Question

If the ratio between the sums of n terms of two A.P.’s is $2n + 5:5n + 8$, then the ratio between their 16th term is:
A. $\dfrac{{67}}{{163}}$
B. $\dfrac{{37}}{{88}}$
C. $\dfrac{{57}}{{147}}$
D. $\dfrac{{68}}{{167}}$

Answer 1

Hint: In the above question the ratio between the sum of n terms of two A.P.’ is given, we have to find the ratio between 16th terms. So, we will form an expression of the sum of nth terms for both APs and equate it with the given ratios in the question.

Complete step-by-step answer:
Given,
Ratio of the sum of n terms of two A.P.’s is $2n + 5:5n + 8$.
Let the first $A.{P_1}$have the first term be ${a_1}$and the difference between the two consecutive terms be ${d_1}$.
Let the second $A.{P_2}$have the first term be ${a_2}$and the difference between the two consecutive terms be ${d_2}$.
Now, $\dfrac{{S_{n1}}}{{S_{n2}}} = \dfrac{{2n + 5}}{{5n + 8}}$
[Sum of n terms of an AP is given by $\dfrac{n}{2}\left[ {2a + (n - 1)} \right]d$ ]
$ \Rightarrow \dfrac{{\dfrac{n}{2}\left[ {2{a_1} + (n - 1)} \right]{d_1}}}{{\dfrac{n}{2}\left[ {2{a_2} + (n - 1)} \right]{d_2}}} = \dfrac{{2n + 5}}{{5n + 8}}$
$\therefore \dfrac{{{a_1} + 15{d_1}}}{{{a_2} + 15{d_2}}} = ?$
$ \Rightarrow \dfrac{{{a_1} + \left( {\dfrac{{n - 1}}{2}} \right){d_1}}}{{{a_2} + \left( {\dfrac{{n - 1}}{2}} \right){d_2}}} = \dfrac{{2n + 5}}{{5n + 8}}$ … (i)
To find the ratio of 16th term$\dfrac{{{a_1} + 15{d_1}}}{{{a_2} + 15{d_2}}}$$ = ?$
Here, $\dfrac{{n - 1}}{2} = 15$
    ⇒ n = 31
Putting the value of n = 31 in equation (i), we get;
$\dfrac{{{a_1} + \left( {\dfrac{{n - 1}}{2}} \right){d_1}}}{{{a_2} + \left( {\dfrac{{n - 1}}{2}} \right){d_2}}} = \dfrac{{2n + 5}}{{5n + 8}}$
$ \Rightarrow \dfrac{{{a_1} + 15{d_1}}}{{{a_2} + 15{d_2}}} = \dfrac{{\left( {2 \times 31} \right) + 5}}{{\left( {5 \times 31} \right) + 8}} = \dfrac{{67}}{{163}}$
Thus, the ratio of 16th term is $\dfrac{{67}}{{163}}$.

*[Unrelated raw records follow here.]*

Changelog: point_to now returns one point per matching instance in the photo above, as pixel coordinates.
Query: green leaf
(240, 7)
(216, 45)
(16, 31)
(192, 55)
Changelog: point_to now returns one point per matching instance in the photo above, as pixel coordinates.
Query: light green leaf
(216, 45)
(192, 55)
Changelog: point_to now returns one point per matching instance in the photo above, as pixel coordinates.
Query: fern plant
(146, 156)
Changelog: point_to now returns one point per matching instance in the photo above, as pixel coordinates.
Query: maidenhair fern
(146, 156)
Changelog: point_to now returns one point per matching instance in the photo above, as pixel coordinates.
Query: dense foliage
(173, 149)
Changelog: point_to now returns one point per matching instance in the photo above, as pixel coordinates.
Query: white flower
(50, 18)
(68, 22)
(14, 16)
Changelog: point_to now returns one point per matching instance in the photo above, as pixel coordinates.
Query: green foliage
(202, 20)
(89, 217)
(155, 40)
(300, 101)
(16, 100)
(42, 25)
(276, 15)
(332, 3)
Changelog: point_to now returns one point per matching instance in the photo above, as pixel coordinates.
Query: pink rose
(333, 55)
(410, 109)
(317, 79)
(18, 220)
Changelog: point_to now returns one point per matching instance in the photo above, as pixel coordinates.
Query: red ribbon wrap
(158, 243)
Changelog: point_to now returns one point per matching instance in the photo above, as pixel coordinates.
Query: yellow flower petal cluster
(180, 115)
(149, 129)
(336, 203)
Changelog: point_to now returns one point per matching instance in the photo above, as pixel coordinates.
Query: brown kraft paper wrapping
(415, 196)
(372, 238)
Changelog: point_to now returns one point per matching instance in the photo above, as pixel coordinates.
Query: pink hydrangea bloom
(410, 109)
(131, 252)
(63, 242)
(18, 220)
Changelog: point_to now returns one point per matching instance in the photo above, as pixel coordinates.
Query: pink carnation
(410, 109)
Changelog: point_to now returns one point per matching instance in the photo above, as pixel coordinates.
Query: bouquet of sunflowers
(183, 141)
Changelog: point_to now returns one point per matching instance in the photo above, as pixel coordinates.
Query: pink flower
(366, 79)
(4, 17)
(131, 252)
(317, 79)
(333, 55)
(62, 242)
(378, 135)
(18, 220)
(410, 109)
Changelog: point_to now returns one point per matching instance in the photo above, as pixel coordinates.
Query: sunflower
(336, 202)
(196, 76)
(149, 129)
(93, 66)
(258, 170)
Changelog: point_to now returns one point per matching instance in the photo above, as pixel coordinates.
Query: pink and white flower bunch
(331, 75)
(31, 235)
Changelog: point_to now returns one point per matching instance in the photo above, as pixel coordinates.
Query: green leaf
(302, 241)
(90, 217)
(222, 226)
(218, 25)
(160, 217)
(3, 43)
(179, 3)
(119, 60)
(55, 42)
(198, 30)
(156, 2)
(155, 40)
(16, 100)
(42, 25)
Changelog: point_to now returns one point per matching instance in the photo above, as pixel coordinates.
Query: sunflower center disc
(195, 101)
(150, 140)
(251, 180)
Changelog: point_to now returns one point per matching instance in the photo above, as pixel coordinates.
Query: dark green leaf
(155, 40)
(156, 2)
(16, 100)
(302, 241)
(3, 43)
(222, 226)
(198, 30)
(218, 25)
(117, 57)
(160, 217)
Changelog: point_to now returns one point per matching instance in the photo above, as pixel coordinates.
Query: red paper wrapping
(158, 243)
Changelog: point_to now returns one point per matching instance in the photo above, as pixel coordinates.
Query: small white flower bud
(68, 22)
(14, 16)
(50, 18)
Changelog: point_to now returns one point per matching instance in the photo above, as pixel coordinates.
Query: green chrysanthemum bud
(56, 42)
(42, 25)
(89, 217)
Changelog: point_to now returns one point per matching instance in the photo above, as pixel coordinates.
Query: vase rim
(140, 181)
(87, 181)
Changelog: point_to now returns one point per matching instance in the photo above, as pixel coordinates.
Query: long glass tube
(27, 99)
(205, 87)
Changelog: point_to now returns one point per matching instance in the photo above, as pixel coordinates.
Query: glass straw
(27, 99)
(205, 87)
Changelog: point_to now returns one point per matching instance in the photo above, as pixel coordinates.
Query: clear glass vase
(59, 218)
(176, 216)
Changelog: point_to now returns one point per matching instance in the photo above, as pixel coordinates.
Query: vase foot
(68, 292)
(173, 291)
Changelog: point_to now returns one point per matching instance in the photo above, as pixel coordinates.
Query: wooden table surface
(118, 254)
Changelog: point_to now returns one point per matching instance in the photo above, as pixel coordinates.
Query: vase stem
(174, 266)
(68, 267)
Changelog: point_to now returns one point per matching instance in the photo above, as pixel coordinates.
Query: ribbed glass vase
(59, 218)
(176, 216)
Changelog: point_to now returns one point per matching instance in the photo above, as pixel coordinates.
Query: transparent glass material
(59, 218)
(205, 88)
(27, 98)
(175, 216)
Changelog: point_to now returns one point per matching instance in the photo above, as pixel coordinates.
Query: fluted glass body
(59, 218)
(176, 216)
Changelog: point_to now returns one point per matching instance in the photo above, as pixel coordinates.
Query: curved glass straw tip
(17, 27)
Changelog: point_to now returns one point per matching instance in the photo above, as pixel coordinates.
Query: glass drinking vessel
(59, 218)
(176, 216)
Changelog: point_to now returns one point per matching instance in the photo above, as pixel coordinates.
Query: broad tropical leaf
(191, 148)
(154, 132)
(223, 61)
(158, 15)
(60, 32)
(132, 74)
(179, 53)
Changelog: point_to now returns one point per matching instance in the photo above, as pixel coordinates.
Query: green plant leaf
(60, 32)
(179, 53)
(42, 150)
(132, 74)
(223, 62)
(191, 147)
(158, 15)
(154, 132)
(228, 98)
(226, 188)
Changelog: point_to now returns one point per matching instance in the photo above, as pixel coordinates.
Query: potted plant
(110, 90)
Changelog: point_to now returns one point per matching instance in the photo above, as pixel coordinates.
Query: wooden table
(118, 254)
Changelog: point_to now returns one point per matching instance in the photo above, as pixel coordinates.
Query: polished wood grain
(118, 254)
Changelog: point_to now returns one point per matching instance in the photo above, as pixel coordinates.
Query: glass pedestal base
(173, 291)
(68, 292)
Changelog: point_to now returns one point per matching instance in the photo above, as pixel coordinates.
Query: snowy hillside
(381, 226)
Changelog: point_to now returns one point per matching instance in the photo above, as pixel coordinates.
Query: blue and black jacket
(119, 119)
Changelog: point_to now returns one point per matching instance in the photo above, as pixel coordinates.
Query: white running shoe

So, the correct answer is “Option A”.

Note: Arithmetic progression is a sequence of numbers such that the difference between the two consecutive terms is always constant. It means A.P has a common difference between two successive terms. In arithmetic progression we can obtain the second number by adding a fixed number to the first number. The fixed number which is added to form a sequence is considered a common difference. Formula to sum of n terms is $\dfrac{n}{2}\left[ {2a + \left( {n - 1} \right)} \right]d$ where a is the first term of the sequence, d is the common difference, n is number of terms.
In these types of questions, always find the value of n which satisfies both sides of the equation.